The reason why you get the error for pids bigger than a certain value comes from the fact any newly running process gets a incrementing pid value. The maximum value before rolling back to 0 is in /proc/sys/kernel/pid_max. And the current last used pid number is /proc/sys/kernel/ns_last_pid. Moreover, low pid values are typically long running processes...
PS: A dead process may still exist in a sort of zombie state after it terminates to make available its termination status to the reaper process which is:
- Either its father if the latter is still running (it is supposed to get the status with a call to
wait()
) - Or the init process if the father is dead.
Consider the following program where a process creates a child process. The latter terminates (it merely calls exit(2)

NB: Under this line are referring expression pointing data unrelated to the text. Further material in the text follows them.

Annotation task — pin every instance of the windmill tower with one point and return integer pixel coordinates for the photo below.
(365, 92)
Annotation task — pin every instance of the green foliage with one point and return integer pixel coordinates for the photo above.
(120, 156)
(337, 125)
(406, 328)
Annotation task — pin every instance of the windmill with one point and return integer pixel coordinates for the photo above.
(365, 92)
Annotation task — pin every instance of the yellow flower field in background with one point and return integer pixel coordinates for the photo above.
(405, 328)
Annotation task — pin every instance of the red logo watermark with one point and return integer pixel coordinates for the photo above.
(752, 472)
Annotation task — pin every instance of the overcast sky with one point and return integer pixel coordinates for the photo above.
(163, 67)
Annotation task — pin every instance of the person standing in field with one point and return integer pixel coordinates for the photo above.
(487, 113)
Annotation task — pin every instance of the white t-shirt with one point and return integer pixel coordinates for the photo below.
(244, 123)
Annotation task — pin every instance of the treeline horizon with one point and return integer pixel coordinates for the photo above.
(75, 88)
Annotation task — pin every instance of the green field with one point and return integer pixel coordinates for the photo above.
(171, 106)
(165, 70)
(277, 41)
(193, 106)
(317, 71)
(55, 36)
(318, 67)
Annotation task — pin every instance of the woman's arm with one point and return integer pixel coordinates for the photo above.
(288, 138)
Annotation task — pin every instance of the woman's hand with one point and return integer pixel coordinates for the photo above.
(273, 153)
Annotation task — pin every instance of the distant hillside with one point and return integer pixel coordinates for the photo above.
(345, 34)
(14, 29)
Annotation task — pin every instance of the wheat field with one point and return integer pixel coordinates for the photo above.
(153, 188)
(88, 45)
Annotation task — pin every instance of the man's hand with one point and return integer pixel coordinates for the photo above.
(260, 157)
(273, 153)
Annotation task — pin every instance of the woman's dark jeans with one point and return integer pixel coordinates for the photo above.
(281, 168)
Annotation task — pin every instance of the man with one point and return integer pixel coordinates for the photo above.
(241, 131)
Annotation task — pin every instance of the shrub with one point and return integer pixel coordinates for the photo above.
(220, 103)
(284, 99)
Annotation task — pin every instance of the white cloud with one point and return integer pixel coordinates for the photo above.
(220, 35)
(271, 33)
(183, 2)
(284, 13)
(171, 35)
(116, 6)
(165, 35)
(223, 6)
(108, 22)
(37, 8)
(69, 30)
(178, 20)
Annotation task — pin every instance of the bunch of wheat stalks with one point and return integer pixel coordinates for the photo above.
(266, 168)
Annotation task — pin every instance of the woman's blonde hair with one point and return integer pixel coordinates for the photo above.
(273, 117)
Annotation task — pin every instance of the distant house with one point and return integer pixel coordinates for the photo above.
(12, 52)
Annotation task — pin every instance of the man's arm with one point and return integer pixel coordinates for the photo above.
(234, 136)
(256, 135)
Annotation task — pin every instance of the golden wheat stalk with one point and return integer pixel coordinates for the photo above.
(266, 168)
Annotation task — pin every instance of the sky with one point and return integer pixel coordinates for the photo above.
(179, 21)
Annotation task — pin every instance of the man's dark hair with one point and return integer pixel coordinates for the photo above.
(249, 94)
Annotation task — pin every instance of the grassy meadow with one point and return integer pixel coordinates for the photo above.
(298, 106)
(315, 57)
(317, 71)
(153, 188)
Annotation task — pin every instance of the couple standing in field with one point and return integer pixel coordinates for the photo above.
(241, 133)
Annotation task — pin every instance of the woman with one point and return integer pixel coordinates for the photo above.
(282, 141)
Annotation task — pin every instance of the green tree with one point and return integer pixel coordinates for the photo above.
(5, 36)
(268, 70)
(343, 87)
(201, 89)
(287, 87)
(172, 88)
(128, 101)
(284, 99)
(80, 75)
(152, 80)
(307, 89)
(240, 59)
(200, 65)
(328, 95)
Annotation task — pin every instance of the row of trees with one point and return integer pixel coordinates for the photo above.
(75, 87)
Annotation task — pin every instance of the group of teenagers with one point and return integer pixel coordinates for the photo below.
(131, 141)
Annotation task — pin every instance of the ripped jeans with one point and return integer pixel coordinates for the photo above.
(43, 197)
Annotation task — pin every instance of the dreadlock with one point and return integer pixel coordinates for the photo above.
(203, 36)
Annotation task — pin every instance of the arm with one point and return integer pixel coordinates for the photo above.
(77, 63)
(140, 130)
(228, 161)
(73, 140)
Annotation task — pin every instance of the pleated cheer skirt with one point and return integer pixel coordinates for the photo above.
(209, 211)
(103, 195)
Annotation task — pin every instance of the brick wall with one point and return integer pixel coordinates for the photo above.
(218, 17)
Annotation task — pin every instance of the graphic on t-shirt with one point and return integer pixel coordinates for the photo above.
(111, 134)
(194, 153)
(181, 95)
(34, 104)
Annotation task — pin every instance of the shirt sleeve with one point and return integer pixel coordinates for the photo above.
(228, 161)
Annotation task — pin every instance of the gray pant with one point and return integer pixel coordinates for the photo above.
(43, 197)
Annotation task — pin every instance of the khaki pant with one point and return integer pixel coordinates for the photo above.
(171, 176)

). But the father process does not reap it as it enters an infinite wait calling pause()
:
#include <sys/types.h>
#include <unistd.h>
#include <stdlib.h>
int main(void)
{
if (fork()==0) {
// child process
exit(2);
}
pause();
return 0;
}
Compile it and run it in background:
$ gcc pf.c -o pf
$ ./pf &
[3] 29979
The ps
command still shows the child process (pid = 29980) which is dead:
$ ps -ef
[...]
xxx 29979 17898 0 20:19 pts/0 00:00:00 ./pf
xxx 29980 29979 0 20:19 pts/0 00:00:00 [pf] <defunct>
xxx 29983 17898 0 20:20 pts/0 00:00:00 ps -ef
The kernel waits the father process to reap the process but as the latter is waiting indefinitely, it does not do the job (status collection with a call to wait()
). Hence, the child process is in the zombie state (Z letter in the 3rd field of stat file):
$ cat /proc/29980/stat
29980 (pf) Z 29979 29979 17898 34816 29991 4227140 18 0 0 0 0 0 0 0 20 0 1 0 3701092 0 0 18446744073709551615 0 0 0 0 0 0 0 0 0 0 0 0 17 3 0 0 0 0 0 0 0 0 0 0 0 0 512
If you kill the father process, the child process will be attached to the init process which will reap it. Meanwhile, it your program tries to read the stat file, it may encounter the ENOENT error because of the reaper which did the status collection and triggered the removing of the /proc entry.